Recently, the Murphys set up a charitable remainder unitrust to fund the Ludmilla K. and Richard W. Murphy Fellowship, an annual partial-tuition award for one student from the Bologna Center to complete a master's degree in international relations at the SAIS campus in Washington, D.C. Fellows must plan to return to their home country to work in public service and can come from a list of Eastern European nations, with a preference for Ukraine.

"Dick and I feel very strongly that the best thing that can be done to promote democracy in Eastern Europe is to expose young people of the region to western ideas and practices," says Mrs. Murphy, a retired economist for the U.S. Department of Labor.

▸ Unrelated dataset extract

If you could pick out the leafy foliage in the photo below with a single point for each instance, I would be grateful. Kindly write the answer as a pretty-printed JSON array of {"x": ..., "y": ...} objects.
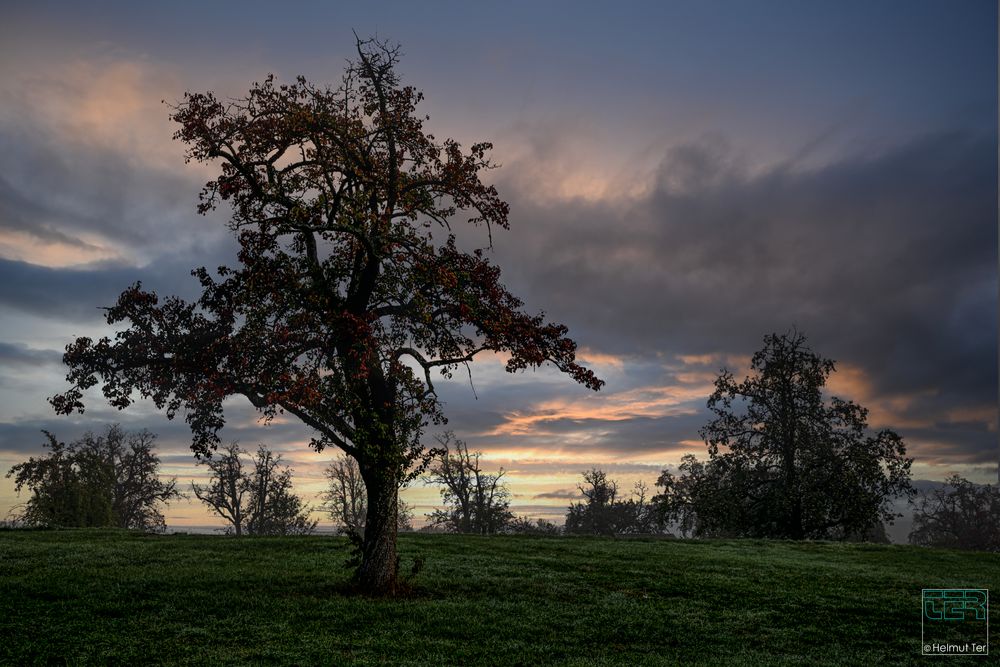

Meanwhile, their planned gift provides the couple an ongoing income stream that is a fixed percentage of the value of the trust each year. Now that Johns Hopkins is managing their unitrust, "our money is extremely well invested," says Mr. Murphy, who is semi-retired from a lengthy public-policy career in the public, private, and nonprofit sectors. And the unique dividends create "a win-win situation," he says. While the Murphys enjoy the income from the unitrust, they also witness the fruits of their philanthropy through an outright gift they made to establish the fellowship.

"It's wonderful to be able to give and to enrich others' lives, the way SAIS enriched ours," Mr. Murphy said.

This spring the couple attended the graduation of Cristina Clare, the first scholar to receive their fellowship. During Ms. Clare's studies, they entertained her in their home at a celebration for Ukraine's Orange Revolution, and learned more about the Romanian woman's plans for a career as a consultant for emerging-market countries.

"Many people leave money when they die," Mrs. Murphy says. "It's wonderful to donate while living and see the results of one's generosity."